Wait, what year is it?


#### **Vibe check**: Let's make a small change by putting quotation marks around `None`. 

What will the output be now?

In [11]:
superbowl_winner = "None"
#who_won(superbowl_winner)

In [12]:
superbowl_winner_type = type(superbowl_winner).__name__
print(superbowl_winner_type)

str


### ### (end time permitting)

## 1.3 - Dictionaries & Functions

In [13]:
import typing
from scripts.helpers import Solutions

What is the datatype of `pastfive_sb_winners`?

Find it, then assign it to the variable `pastfive_sb_winners_type` (hint: use `type()`). 

In [17]:
pastfive_sb_winners = {
    "2023": "Kansas City Chiefs",
    "2022": "Los Angeles Rams",
    "2021": "Tampa Bay Buccaneers",
    "2020": "Kansas City Chiefs",
    "2019": "New England Patriots",
    "2018": "Philadelphia Eagles",
    "2017": "New England Patriots",
    "2016": "Denver Broncos"    
}

### Your code here
pastfive_sb_winners_type = ... # change this

## Throws an error if pastfive_sb_winners_type is incorrect

assert pastfive_sb_winners_type == Solutions.q1, "Try again"

---

### Python dictionaries represent key-value pairs.

* In `pastfive_sb_winners`, the **keys** are years and the **values** are team names.

* Each year maps to the winning team the Superbowl of the given year.

**Note**: Dictionary keys cannot be duplicates, and they have other important qualities like immutability. 

* We'll go more into this later.

* For now, the most important thing to know is that you can extract a value from a `dict` using its key.

* We'll be doing this to build our Band Name Generator!



In [15]:
year = "2023"
pastfive_sb_winners[year]

# If the key doesn't exist???
# pastfive_sb_winners["2025"]


'Kansas City Chiefs'

Who won the Superbowl in 2017? Assign the answer to `sb_winner_2017` and run the cell to check.

In [18]:
## Your code here
sb_winner_2017 = ...

assert sb_winner_2017 == Solutions.q2, "Try again"

#### Question: What else could be represented by a `dict`?
- What you have in your fridge? [y/n]

- Countries you have and haven't travelled to? [y/n]

---

### Functions! 

#### A very basic Python function:

In [19]:
def say_hi(name: str) -> str:    
    '''
    Appends the string "hi" to a name.
    '''
    greeting = f"Hi, {name}!"
    return greeting

#### Let's walk through it line-by-line!

* Line 1: `def say_hi(name: str) -> str:`

    * (Most) functions start with the keyword `def`, short for "define".

    * `say_hi` is the function name. 

    * `\(name: str\)-> str` - `name` is the parameter and `str` is its expected type. The `type` after the arrow ->  indicates the expected output variable.

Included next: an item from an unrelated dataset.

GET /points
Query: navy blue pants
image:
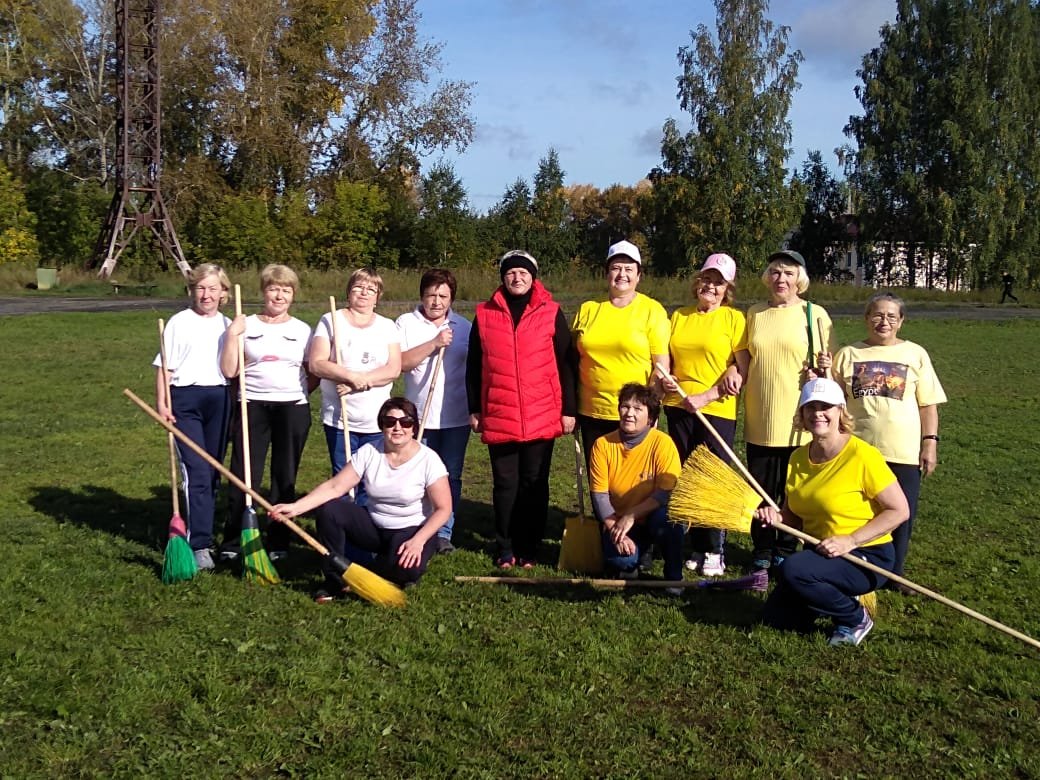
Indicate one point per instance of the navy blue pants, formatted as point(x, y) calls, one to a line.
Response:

        * This is called *type hinting* - while it's not mandatory, it is good practice to avoid problems when your code gets more complex.
        
* Lines 2-4: 

    * This is a docstring: a bit of text that tells others (and sometimes yourself) what the function is meant to do.


* Line 5: `greeting = f"Hi, {name}!"`

    * This is the function body, where the magic happens.
    
    * In this case, it uses an *f-string* (more on this later) to format a greeting ("Hi, <name>!")

* Line 6: `return greeting`

    * The `return` keyword means the function is actually outputting a value - something we can store and manipulate.

    *  Question: what if we changed `return` to `print()`?


---

### Functions: Your turn!

We now have enough information to write a piece of code that:

* Takes an input `year` (Question: are there any constraints to consider?)

* Returns the value for `superbowl_winner` of that `year` using `pastfive_sb_winners`



In other words, we're mapping a parameter *year* (what goes in) to a value *superbowl_winner* (what comes out).

* That's pretty much the gist of what a function does!


In [20]:
# Our dictionary
SB_DICT = pastfive_sb_winners
print(SB_DICT)

{'2023': 'Kansas City Chiefs', '2022': 'Los Angeles Rams', '2021': 'Tampa Bay Buccaneers', '2020': 'Kansas City Chiefs', '2019': 'New England Patriots', '2018': 'Philadelphia Eagles', '2017': 'New England Patriots', '2016': 'Denver Broncos'}


In [None]:

def who_won_the_sb(year:...) -> str:    # what is the expected dtype of year?
    ### Your code here
    pass
    


## 1.4 - String Methods & Project Time
There are also methods that only work on `string` objects. We'll go over some now.